En France depuis février, Mohammed VI laisse derrière lui un pays en ébullition et des chantiers en attente. Son absence suscite de plus en plus critiques et inquiétudes malgré une intense communication sur les réseaux sociaux
RABAT – Pour avoir des nouvelles de leur roi lorsqu’il est en voyage à l’étranger, les Marocains ne consultent pas l’agence de presse officielle, mais les réseaux sociaux.
Tranchant avec la relative discrétion qu’il affiche depuis quelques mois au Maroc, Mohammed VI, par son penchant pour les selfies à l’étranger, supplée à la communication officielle minimale qui entoure ses fréquents voyages. Il ne manque pas de poser en compagnie de Marocains résidant à l’étranger ou d’artistes réputés proches de lui.
Sans nouvelles de lui depuis plusieurs semaines, les Marocains découvrent donc avec surprise qu’il a subi une opération chirurgicale le 26 février à Paris, suite à un trouble du rythme cardiaque. Ils l’apprennent par le biais d’une photo montrant Mohammed VI, alité, entouré de ses enfants, de son frère et de ses sœurs. (…)
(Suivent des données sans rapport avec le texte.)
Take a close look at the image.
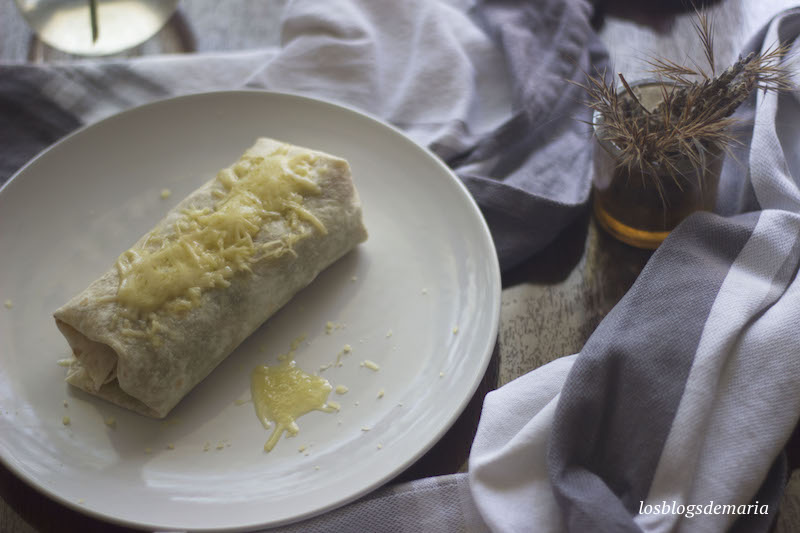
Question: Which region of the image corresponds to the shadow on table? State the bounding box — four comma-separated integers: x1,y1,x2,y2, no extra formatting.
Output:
496,205,654,386
0,464,136,533
503,207,653,291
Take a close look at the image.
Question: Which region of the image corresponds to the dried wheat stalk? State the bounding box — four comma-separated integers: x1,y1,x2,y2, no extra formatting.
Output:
581,10,793,189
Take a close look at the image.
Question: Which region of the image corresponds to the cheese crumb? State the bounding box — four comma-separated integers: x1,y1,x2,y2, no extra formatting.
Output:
63,400,69,408
361,426,371,432
439,372,445,378
160,188,172,199
104,416,116,428
203,442,210,452
216,442,225,450
362,360,380,371
325,321,335,334
62,415,70,425
3,300,12,309
335,385,349,395
57,358,73,367
144,447,152,454
167,443,175,450
350,276,358,282
377,443,383,450
377,389,385,399
161,418,180,428
78,498,85,504
335,345,350,366
452,326,459,334
327,400,341,411
385,330,393,338
298,445,307,453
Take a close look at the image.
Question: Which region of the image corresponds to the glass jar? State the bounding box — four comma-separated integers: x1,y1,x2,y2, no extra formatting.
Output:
15,0,181,57
592,81,722,249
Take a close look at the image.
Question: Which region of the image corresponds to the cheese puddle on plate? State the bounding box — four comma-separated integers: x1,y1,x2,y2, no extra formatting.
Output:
251,346,337,452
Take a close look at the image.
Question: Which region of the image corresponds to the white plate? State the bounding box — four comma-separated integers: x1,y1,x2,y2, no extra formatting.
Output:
0,91,500,531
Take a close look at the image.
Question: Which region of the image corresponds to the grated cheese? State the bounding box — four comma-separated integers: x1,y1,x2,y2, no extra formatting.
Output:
114,146,328,344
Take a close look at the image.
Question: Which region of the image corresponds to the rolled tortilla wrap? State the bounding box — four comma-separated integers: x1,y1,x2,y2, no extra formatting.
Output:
54,138,368,418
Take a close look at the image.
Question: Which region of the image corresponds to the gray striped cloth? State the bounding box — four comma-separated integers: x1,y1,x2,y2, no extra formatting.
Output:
471,9,800,533
1,0,799,532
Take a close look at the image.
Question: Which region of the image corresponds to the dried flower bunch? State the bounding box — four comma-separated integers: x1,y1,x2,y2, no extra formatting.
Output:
582,10,793,183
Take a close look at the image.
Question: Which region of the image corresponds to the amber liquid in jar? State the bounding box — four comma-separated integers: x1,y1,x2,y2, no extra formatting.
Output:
592,83,722,249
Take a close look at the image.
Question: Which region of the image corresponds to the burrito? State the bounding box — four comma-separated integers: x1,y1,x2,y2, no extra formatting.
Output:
54,138,368,418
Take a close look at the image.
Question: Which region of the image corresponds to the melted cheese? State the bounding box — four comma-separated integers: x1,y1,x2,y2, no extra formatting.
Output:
115,145,326,315
251,359,336,452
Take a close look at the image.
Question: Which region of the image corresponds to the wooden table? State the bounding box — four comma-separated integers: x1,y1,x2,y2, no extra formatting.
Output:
1,1,798,531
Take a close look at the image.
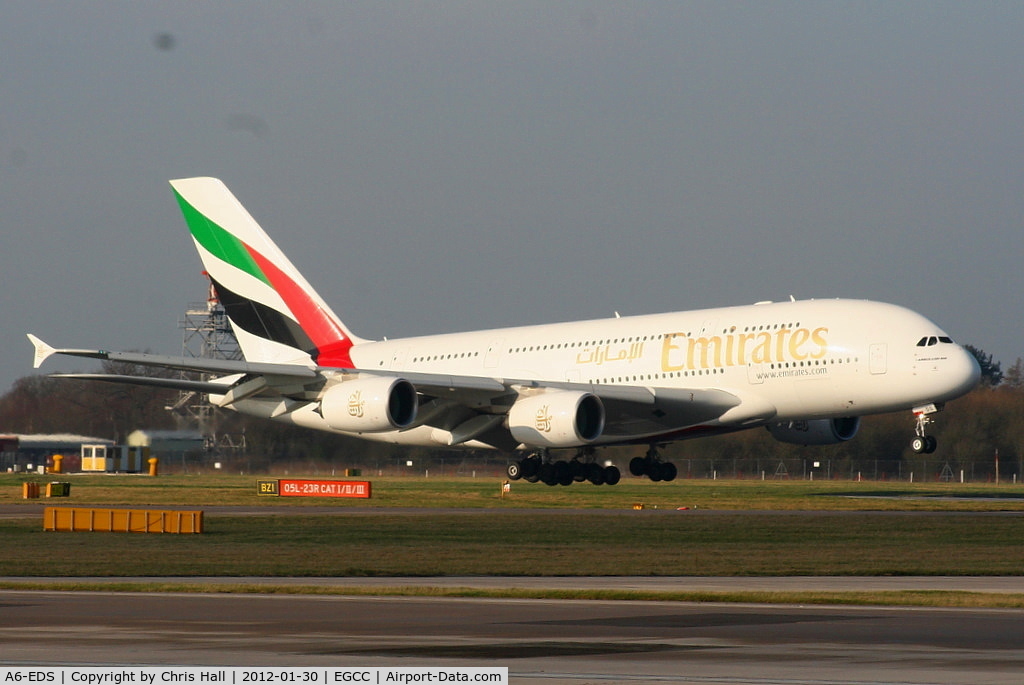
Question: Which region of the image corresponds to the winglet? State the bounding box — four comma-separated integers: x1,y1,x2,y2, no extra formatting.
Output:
27,334,57,369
« Un vide rempli par l’entourage royal »
Peu commenté par la presse marocaine, « l’absentéisme du roi est régulièrement critiqué sur les réseaux sociaux, son entourage et les cercles diplomatiques s’en inquiètent en sourdine », écrivait le journaliste espagnol Ignacio Cembrero dans un article paru en octobre 2017. Il relevait l’inquiétude de ces cercles
« à propos de la stabilité du Maroc, à cause de ces absences réitérées qu’aucun officiel marocain n’explique vraiment à ses interlocuteurs européens. L’exercice quotidien du pouvoir pèse-t-il trop à Mohammed VI ? A-t-il régulièrement besoin de se sentir plus libre sous d’autres cieux ? »
se questionnait-il, au même titre que le journaliste marocain Ali Anouzla.
Ce dernier écrivait en 2013 : « Mohammed VI, qui accumule autant de titres royaux, a-t-il le droit de s’absenter si souvent et pendant si longtemps sans même annoncer la date de son voyage et sa durée ? »
Malgré l’adoption d’une nouvelle Constitution qui élargit le champ des pouvoirs du chef du gouvernement, l’essentiel des pouvoirs est entre les mains du roi
« S’interroger sur les absences du roi Mohammed VI et sur ses séjours répétés, notamment en France, ne relève pas de la sphère privée du monarque. C’est un phénomène intrigant qui se situe au niveau le plus élevé du pouvoir politique, la monarchie, et a sans doute un impact sur l’image et l’exercice du pouvoir au Maroc », commente Omar Brouksy, pour qui « il est tout à fait légitime qu’il soit analysé et commenté librement par les observateurs et les citoyens ». Car malgré l’adoption d’une nouvelle Constitution qui élargit le champ des pouvoirs du chef du gouvernement, l’essentiel des pouvoirs est entre les mains du roi.
« Au Maroc, le pouvoir politique – le vrai pouvoir, pas celui qu’exerce le figurant Saâdeddine el-Othmani en tant que chef du gouvernement – comme tout pouvoir autocratique et absolu, s’apparente à la personne qui l’exerce, voire à ses humeurs. C’est ce que les constitutionnalistes appellent ‘’le pouvoir personnel’’. Il est très lié à la personne de son détenteur, en l’occurrence le roi Mohammed VI », rappelle le journaliste.
L’absentéisme du roi a donc « un impact direct sur l’exercice du pouvoir parce que les gens se demandent de manière quasi spontanée : puisque le roi est absent, qui exerce le pouvoir ? Qui gouverne ? Qui mène la barque ? C’est un réflexe oriental traduisant une culture non démocratique qui trouve naturel qu’une personne, le roi, dirige seule le bateau. Les absences du roi créent donc, de ce fait, une situation anormale, un vide qui est souvent rempli par ce qu’on appelle l’entourage royal. »
Sur le plan sécuritaire, « il est épaulé par le patron de toutes les polices du royaume, Abdellatif Hammouchi. À eux deux, ils gèrent depuis plusieurs mois les troubles sociaux, au Rif et à Jerada, en adoptant à la lettre la stratégie du ‘’tout répressif’’ avec l’appui d’une justice qui est tout sauf indépendante », rappelle-t-il.
Car au moment où Mohammed VI séjourne en France, le Maroc traverse une séquence pour le moins sensible : une multiplication des mouvements protestataires, à Al Hoceïma et à Jerada, qui questionnent Mohammed VI sur l’efficience de la politique de développement suivie jusqu’ici, et dont le roi lui-même a reconnu l’échec, ou encore le report de visites de chefs d’État étrangers, dont le roi d’Espagne, ajournée à plusieurs reprises.